Walmart whistleblower to receive $31.2mil settlement for wrongful termination

A New Hampshire woman by the name of Maureen McPadden was terminated from Walmart in 2012 – after 18 years of service to the retail mogul. You may be wondering, what could someone do to warrant termination after so many years with a company? Well, McPadden was terminated for (and here’s where it gets interesting) losing her pharmacy key…according to her former employers.

McPadden subsequently filed a lawsuit alleging her termination was actually the result of retaliation for whistleblowing, gender discrimination, and disability discrimination. The complaint alleges that McPadden made several complaints to management and outside entities that there were not enough properly trained employees to fill orders in a safe and efficient manner. However, all of her efforts were ignored. McPadden and her counsel assert that her protestations were part of the reason she was terminated, and management was looking for a reason, any reason, to get rid of her. Additionally, there was evidence that a male pharmacist also lost his key (after McPadden’s termination) but he received a “level one coaching”, while McPadden received a more severe punishment. Finally, McPadden’s termination occurred less than two months after she had returned from stress leave (during which, her manager announced the plaintiff’s prescription to co-workers, resulting in an additional charge of privacy violation).

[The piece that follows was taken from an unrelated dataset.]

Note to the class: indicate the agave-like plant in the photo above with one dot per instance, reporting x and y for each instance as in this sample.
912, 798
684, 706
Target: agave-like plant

After a five day trial, the verdict was announced in favor of the plaintiff, awarding her over $31mil. The breakdown is as follows:

“$15 million in punitive damages on her Title VII gender discrimination claim, and another $15 million in enhanced compensatory damages under the New Hampshire Law Against Discrimination (NHLAD). In addition, the jury awarded the pharmacist $164,093 in back pay, $558,392.87 in front pay, and $500,000 in compensatory damages. “

Walmart is no stranger to employment lawsuits – from wage and hour disputes, to discrimination and harassment allegations. The company is currently dealing with two other suits which claim the plaintiffs faced sex discrimination.